"Google Veo3 API Guide: Generate AI Videos with Audio in 2026"
Google's Veo3 is one of the most impressive AI video generation models available today. What sets it apart from competitors like Sora and Kling is its ability to generate native audio alongside video — dialogue, sound effects, and ambient audio are all synthesized in a single generation pass.
This guide covers everything you need to know about using the Veo3 API: setup, code examples, pricing, and how it compares to alternatives.
What Is Google Veo3?#
Veo3 is Google DeepMind's third-generation video generation model.
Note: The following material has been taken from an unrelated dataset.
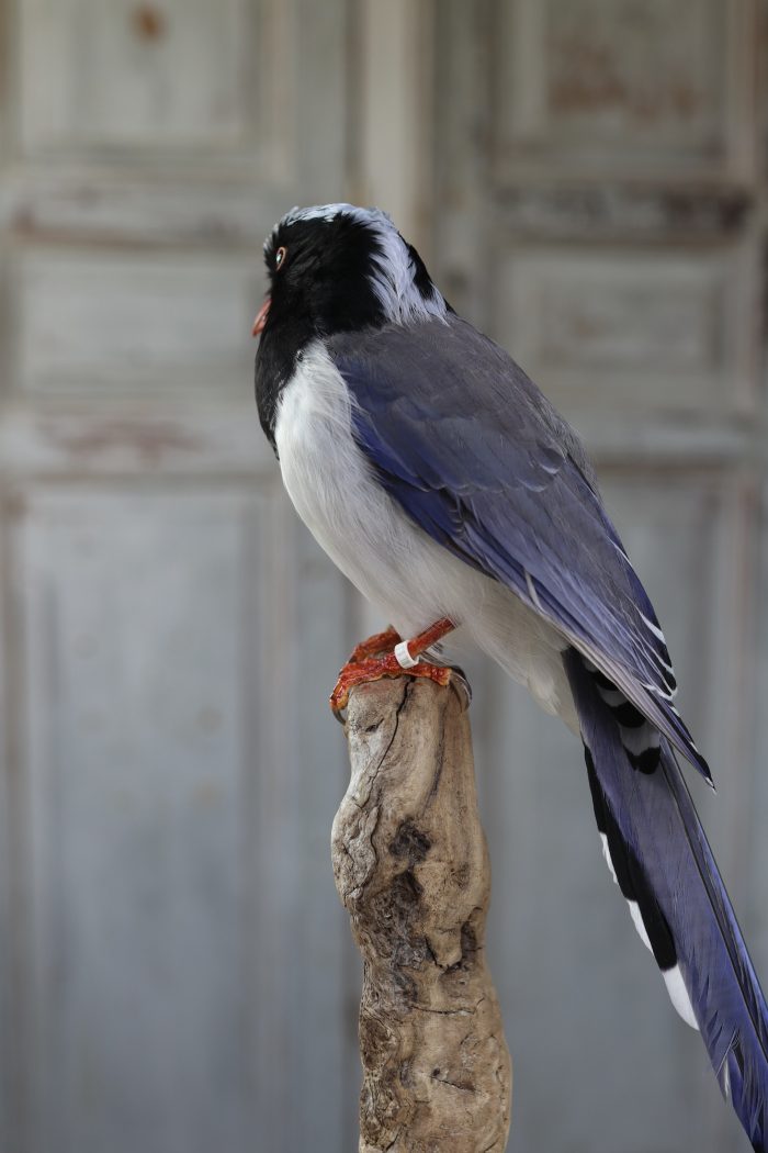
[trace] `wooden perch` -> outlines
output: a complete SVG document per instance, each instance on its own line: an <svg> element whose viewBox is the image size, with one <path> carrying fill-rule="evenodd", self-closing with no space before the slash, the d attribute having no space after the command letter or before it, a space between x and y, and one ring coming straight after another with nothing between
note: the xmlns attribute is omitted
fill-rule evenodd
<svg viewBox="0 0 768 1153"><path fill-rule="evenodd" d="M463 693L356 688L336 888L363 955L360 1153L503 1153L511 1065L485 962L491 869Z"/></svg>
Released in mid-2025, it represents a significant leap in AI video quality:
- Native audio generation: Veo3 generates synchronized audio (speech, SFX, ambient sound) alongside video — no separate TTS or audio model needed
- Up to 8 seconds of high-quality video per generation
- 1080p resolution output
- Text-to-video and image-to-video modes
- Consistent character rendering across frames
- Physics-aware motion: Realistic object interactions, fluid dynamics, and lighting
Veo3 is available through Google AI Studio, Vertex AI, and third-party API providers like Crazyrouter.
Veo3 API Setup#
Option 1: Google Vertex AI (Direct)#
To use Veo3 directly through Google:
- Create a Google Cloud project
- Enable the Vertex AI API
- Set up authentication (service account or OAuth)
- Use the
generativelanguageor Vertex AI endpoint
This requires a Google Cloud account with billing enabled and can be complex to set up.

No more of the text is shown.